Static Motion Clouds
Motion Clouds were originally defined as moving textures controlled by a few parameters. The library is also capable to generate a static spatial texture. Herein I describe a solution to generate a single static frame.
There are multiple solutions, and the simplest is perhaps to generate a movie that does not move. This means that the mean velocity $(V_X, V_Y)$ is null $=(0, 0)$ but also that there is no noise in the definition of the speed plane. This is defined by $B_V=0$, that is, that all the energy is concentrated on the spped plane:
import MotionClouds as mc
fx, fy, ft = mc.get_grids(mc.N_X, mc.N_Y, mc.N_frame)
name = 'static'
env = mc.envelope_gabor(fx, fy, ft, V_X=0., V_Y=0., B_V=0)
mc.figures(env, name)
mc.in_show_video(name)
As such, all frames are the same and it suffices to take one of them.

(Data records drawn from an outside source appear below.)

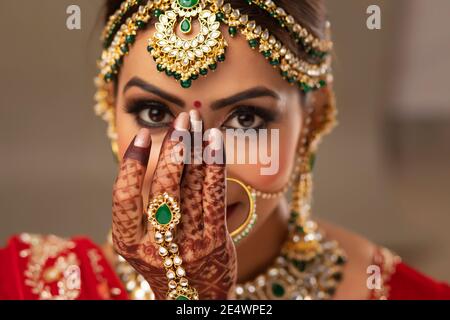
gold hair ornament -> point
(164, 215)
(244, 229)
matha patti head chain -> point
(186, 55)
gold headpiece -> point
(187, 58)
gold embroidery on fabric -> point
(387, 261)
(64, 271)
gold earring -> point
(244, 229)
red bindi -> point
(197, 104)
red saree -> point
(48, 267)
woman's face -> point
(245, 92)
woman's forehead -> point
(243, 68)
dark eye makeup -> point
(156, 114)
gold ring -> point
(164, 214)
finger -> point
(214, 192)
(191, 227)
(169, 169)
(127, 213)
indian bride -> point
(189, 221)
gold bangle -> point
(244, 229)
(164, 214)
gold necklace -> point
(309, 267)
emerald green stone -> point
(130, 38)
(157, 13)
(337, 276)
(306, 88)
(160, 67)
(300, 265)
(274, 62)
(186, 83)
(253, 43)
(185, 26)
(312, 161)
(187, 3)
(277, 290)
(140, 24)
(220, 16)
(163, 215)
(124, 48)
(232, 31)
(108, 77)
(341, 260)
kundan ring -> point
(164, 214)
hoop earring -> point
(244, 229)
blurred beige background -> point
(384, 173)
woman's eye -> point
(155, 116)
(245, 120)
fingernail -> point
(143, 138)
(182, 122)
(196, 121)
(139, 148)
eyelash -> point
(266, 115)
(136, 107)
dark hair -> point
(311, 14)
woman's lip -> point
(231, 209)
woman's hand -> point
(205, 245)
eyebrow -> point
(251, 93)
(255, 92)
(139, 83)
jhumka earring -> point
(243, 230)
(187, 57)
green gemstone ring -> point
(163, 212)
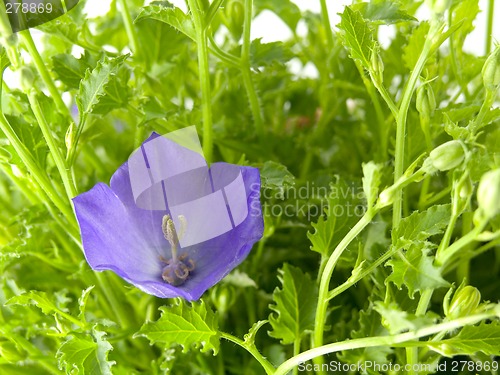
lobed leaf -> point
(295, 305)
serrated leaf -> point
(412, 50)
(416, 270)
(4, 60)
(484, 338)
(295, 305)
(36, 298)
(263, 54)
(192, 325)
(397, 320)
(82, 302)
(371, 181)
(465, 11)
(421, 225)
(173, 16)
(357, 35)
(93, 86)
(86, 354)
(383, 12)
(288, 11)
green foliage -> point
(330, 101)
(86, 354)
(357, 36)
(294, 305)
(484, 338)
(186, 325)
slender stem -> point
(53, 147)
(406, 339)
(39, 176)
(327, 274)
(268, 367)
(401, 123)
(246, 70)
(129, 27)
(204, 74)
(489, 26)
(325, 18)
(44, 73)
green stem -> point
(325, 18)
(403, 339)
(401, 123)
(44, 73)
(444, 256)
(129, 27)
(322, 305)
(39, 176)
(53, 147)
(489, 26)
(370, 88)
(204, 74)
(246, 70)
(268, 367)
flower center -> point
(178, 268)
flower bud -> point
(447, 156)
(426, 101)
(491, 70)
(464, 302)
(488, 193)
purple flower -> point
(168, 224)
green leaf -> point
(36, 298)
(465, 11)
(415, 269)
(70, 70)
(264, 54)
(340, 218)
(369, 324)
(484, 338)
(397, 320)
(87, 354)
(117, 93)
(383, 12)
(276, 176)
(184, 325)
(357, 35)
(93, 86)
(295, 306)
(173, 16)
(371, 181)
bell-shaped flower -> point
(168, 223)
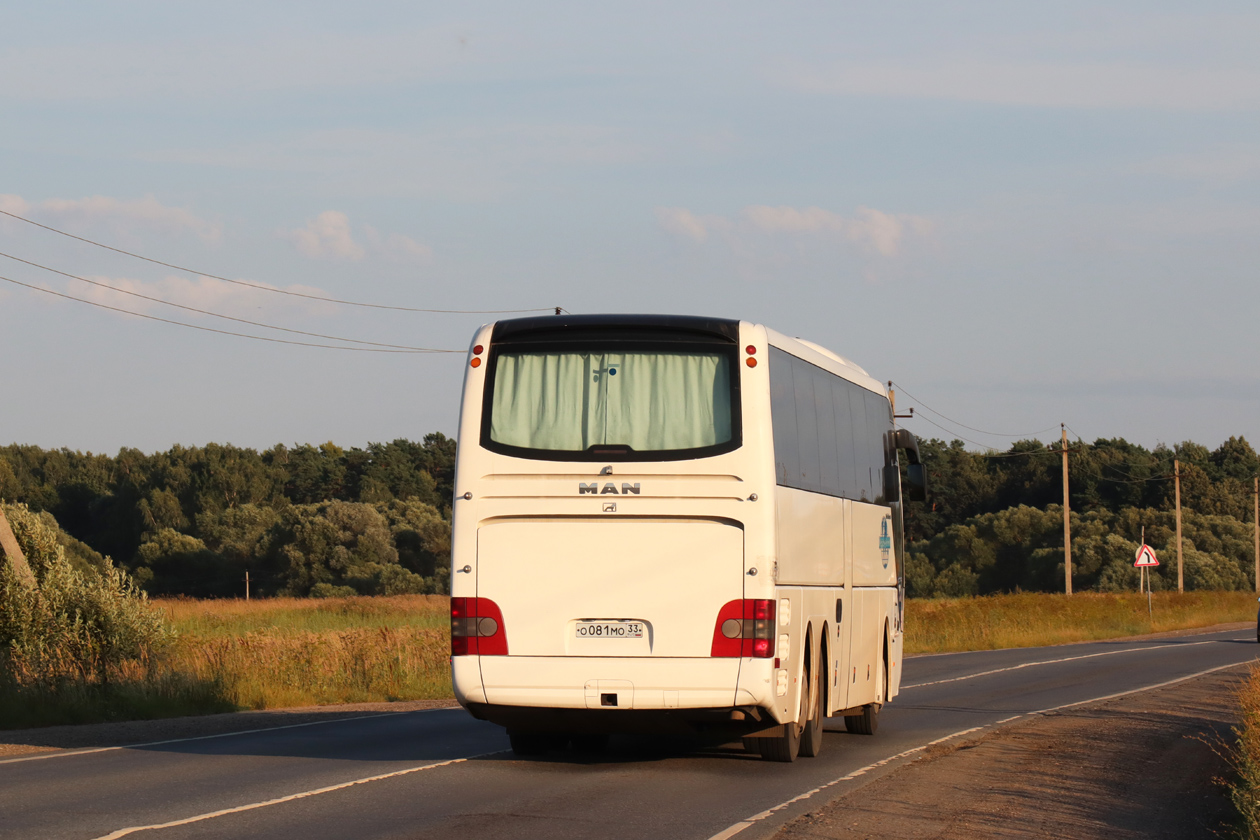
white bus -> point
(670, 523)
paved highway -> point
(440, 773)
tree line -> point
(323, 520)
(994, 522)
(301, 520)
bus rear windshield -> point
(612, 403)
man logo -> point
(609, 488)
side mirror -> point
(916, 482)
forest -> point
(324, 520)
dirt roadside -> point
(1139, 766)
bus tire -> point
(812, 733)
(529, 743)
(786, 746)
(866, 723)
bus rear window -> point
(605, 403)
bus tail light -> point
(476, 629)
(745, 627)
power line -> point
(211, 329)
(269, 289)
(202, 311)
(985, 446)
(1028, 436)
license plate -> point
(609, 630)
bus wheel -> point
(529, 743)
(812, 736)
(786, 746)
(866, 723)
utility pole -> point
(1067, 523)
(1181, 586)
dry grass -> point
(292, 651)
(1245, 757)
(1028, 620)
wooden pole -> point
(1181, 586)
(1067, 523)
(11, 553)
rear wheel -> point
(786, 746)
(866, 723)
(812, 734)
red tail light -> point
(476, 629)
(745, 627)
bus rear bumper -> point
(727, 720)
(610, 684)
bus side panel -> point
(863, 649)
(810, 538)
(872, 545)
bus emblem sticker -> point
(885, 543)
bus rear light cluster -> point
(476, 629)
(745, 627)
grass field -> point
(290, 652)
(287, 651)
(1030, 620)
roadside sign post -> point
(1145, 559)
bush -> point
(69, 627)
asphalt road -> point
(440, 773)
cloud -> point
(682, 222)
(14, 204)
(326, 236)
(122, 215)
(871, 229)
(396, 244)
(202, 292)
(1064, 85)
(329, 236)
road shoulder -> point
(15, 743)
(1139, 766)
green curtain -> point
(647, 401)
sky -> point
(1022, 214)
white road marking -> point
(1095, 641)
(199, 817)
(222, 734)
(730, 831)
(1055, 661)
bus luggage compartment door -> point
(610, 588)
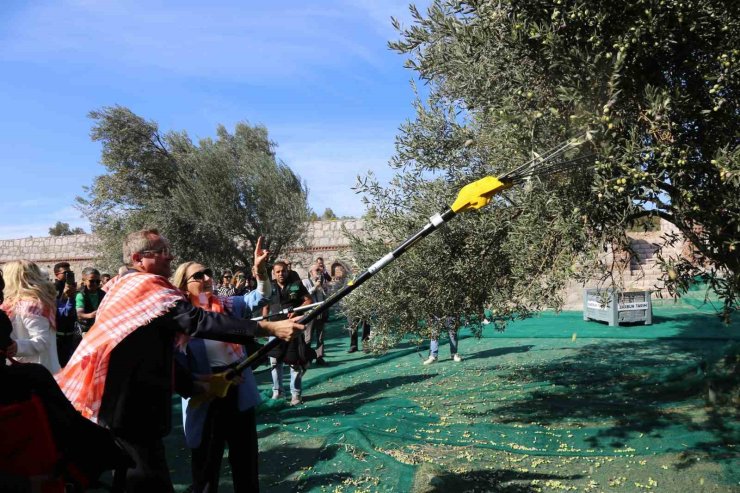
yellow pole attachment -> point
(478, 194)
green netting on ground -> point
(553, 403)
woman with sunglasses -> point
(230, 420)
(88, 299)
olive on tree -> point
(212, 199)
(657, 83)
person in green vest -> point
(88, 298)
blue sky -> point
(319, 75)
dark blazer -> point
(137, 400)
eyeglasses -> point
(200, 275)
(164, 251)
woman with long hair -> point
(229, 420)
(30, 302)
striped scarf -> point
(132, 301)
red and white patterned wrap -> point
(132, 301)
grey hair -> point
(137, 242)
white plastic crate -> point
(620, 307)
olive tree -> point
(212, 199)
(655, 81)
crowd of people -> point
(120, 347)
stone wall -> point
(78, 250)
(327, 239)
(324, 239)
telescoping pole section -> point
(473, 196)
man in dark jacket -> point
(122, 373)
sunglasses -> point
(200, 275)
(164, 251)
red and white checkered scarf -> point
(132, 301)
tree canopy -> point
(212, 199)
(656, 81)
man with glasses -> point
(121, 376)
(88, 299)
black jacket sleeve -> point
(209, 325)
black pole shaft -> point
(257, 357)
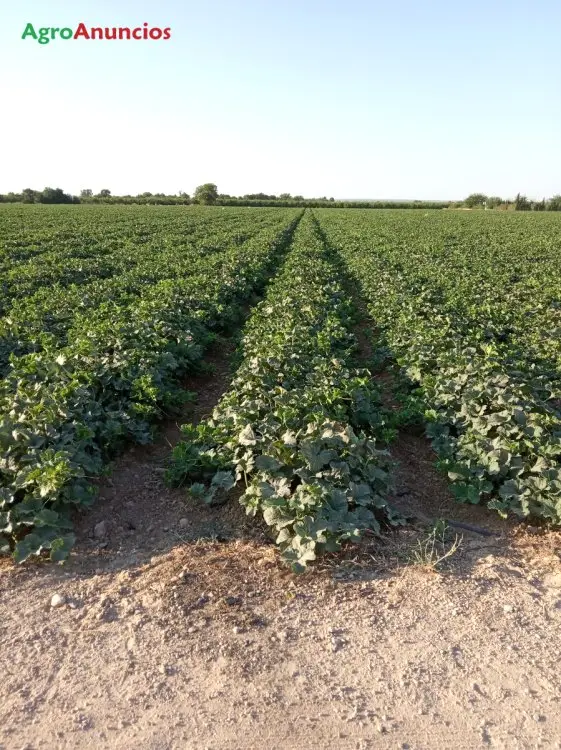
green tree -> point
(521, 203)
(475, 200)
(55, 195)
(206, 194)
(493, 201)
(30, 196)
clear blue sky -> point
(360, 98)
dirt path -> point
(181, 630)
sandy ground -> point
(180, 629)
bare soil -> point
(180, 629)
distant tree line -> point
(208, 195)
(520, 203)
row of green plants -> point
(46, 246)
(122, 270)
(470, 308)
(297, 428)
(64, 410)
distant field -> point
(104, 310)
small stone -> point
(232, 600)
(58, 600)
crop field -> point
(104, 311)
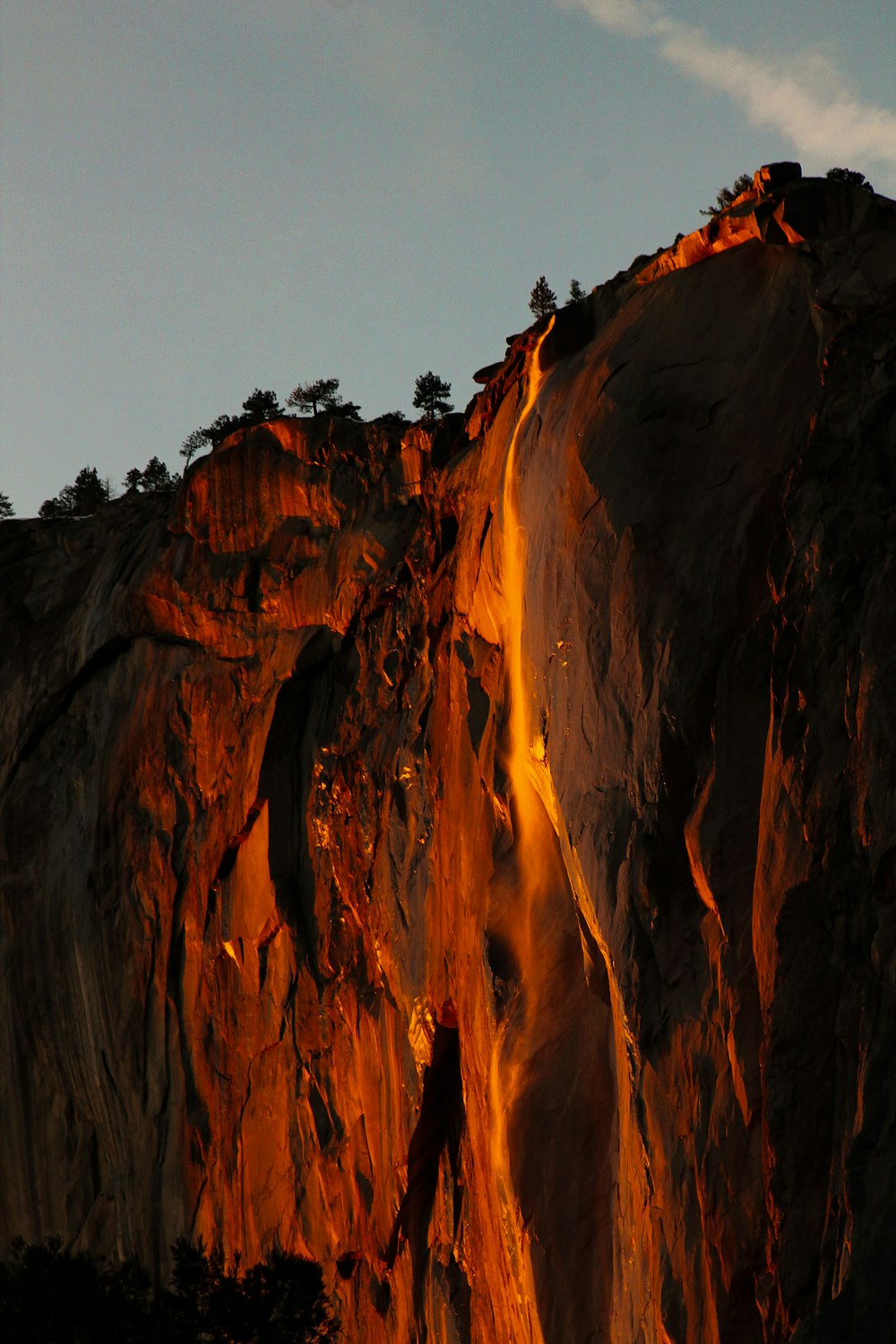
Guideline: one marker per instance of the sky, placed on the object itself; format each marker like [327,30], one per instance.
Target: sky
[204,196]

Note that as a matter of fact there is a "mathematical issue" here: if we define $B_V = 0$ in our implementation we need to take care of the fact that the formula for the Gaussian doest not give a "dividion by zero" error. The MotionClouds
code takes this possibility into accountin the mc.envelope_speed
function:
help(mc.envelope_speed)
However, this solution is not the most elegant and one could also just state that N_frame
is 1 (that is, that the movie consists of only one frame).
The library is made such that this will also work in this slightly degenerate mode:
mc.N_frame=1
fx, fy, ft = mc.get_grids(mc.N_X, mc.N_Y, mc.N_frame)
name = 'static'
env = mc.envelope_gabor(fx, fy, ft, V_X=0., V_Y=0., B_V=0)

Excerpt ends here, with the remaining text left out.